На Чертановской находились разные важные учреждения – например, поликлиника и женская консультация, куда потом ходила беременная Ася, «дом быта» (химчистка, металлоремонт, ремонт обуви и прочие хорошие вещи), продуктовый, где, я хорошо это помню, часто продавался единственный вид сыра – советский рокфор, причем совсем неплохой, с синей плесенью. Но его почему-то никто не брал вообще, а «костромского» и «советского» никогда не было, и я специально ездил за не нужным никому рокфором на трамвае или автобусе, за пять остановок. По-моему, Ася делала из него какой-то салат с грецкими орехами.
Автобусы шли в час пик переполненные, и люди внутри, прижатые к мутным окнам, выглядели довольно грустно. Эти автобусы, освещенные слабым полусветом, как некие мрачные ковчеги, передвигались по улицам, оставляя за собой вонючий запах бензина.
Тут, на Чертановской, была наша «цивилизация», а вот сразу за первой линией домов с магазинами и учреждениями начинались совсем уж одинаковые дворы.
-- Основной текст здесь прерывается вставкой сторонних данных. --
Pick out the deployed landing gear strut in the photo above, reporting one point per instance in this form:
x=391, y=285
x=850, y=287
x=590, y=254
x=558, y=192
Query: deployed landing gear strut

Своеобразие, впрочем, где-то тоже присутствовало: вдруг встречалась зеленая голубятня – сложная конструкция из дощатого домика и железной клетки, внутри могли быть и голуби, и кролики, и даже петухи; спортивная площадка, ярко освещенная зимним вечером, таинственно влекла к себе синим неровным льдом – тут зимой под большими лампами ездили на коньках девочки или гоняли шайбу мальчики с раскрасневшимися щеками и истошными голосами. Но в целом это были бесконечные ровно расставленные по земле бетонные коробки, и больше ничего – даже деревья не везде еще выросли.
Весь этот район – от Чертановской до улицы Красного Маяка – когда-то строился, как говорили, «для ЗиЛа», то есть для Завода имени Лихачева, производившего грузовые автомобили и еще – малой серией – автомобили «для начальства»: бронированные лимузины, в которых ездили Брежнев, Андропов, Горбачев, Ельцин и другие наши высокие руководители.
Завод этот потом Лужков закрыл.
Меня всегда поражало, почему людей выселяли из общежитий, бараков, чтобы, по идее, переселить их в другие, более человеческие условия, и строили для них вот эти бетонные корпуса. То есть, по сути, переселяли в другие казармы, но огромные, циклопические, потусторонние, из которых уж точно было никуда не выбраться – они должны были стоять тут веками.
Потом я перестал этому удивляться, как-то все улеглось, утряслось, я понял, что есть другие, куда более весомые причины для страдания о человечестве. Это было все же
И все же привыкнуть к Чертанову я почему-то никак не мог.
Куда бы я ни шел – всюду передо мной возникали «картины народной жизни». Всюду был какой-то пугавший меня эпос.
В универсаме ошалевшие люди набрасывались на лотки, куда продавцы выкидывали с грохотом синие тушки куриц, куски мороженого хека, какую-то почерневшую от мороза капусту, подло пихая друг друга и громко шипя… Возле шаткого пивного ларька люди стояли на изнуряющей жаре по часу, по два, в ожидании, что в трехлитровый бидон или трехлитровую стеклянную банку из-под сока нальют разбавленного пива, в прачечной, куда я таскал тюки с бельем и «подшивал метки», если они были плохо пришиты, нужно было сидеть минут по сорок в жуткой духоте, и всюду ощущался этот масштаб «советского проекта», как потом его определили, – ничего маленького и замкнутого на себе тут не было. Все было какое-то тревожно открытое и распахнутое до горизонта.
Везде стоял надо мной этот неразличимый хор народных голосов, лишь иногда проявленный наиболее зычными нотами.
То есть я никогда прежде не чувствовал себя настолько «внутри хора», даже когда просто выходил на улицу.
Вокруг меня как будто постоянно звучал этот народный хор, или, может, это мне только казалось? Но я-то его слышал.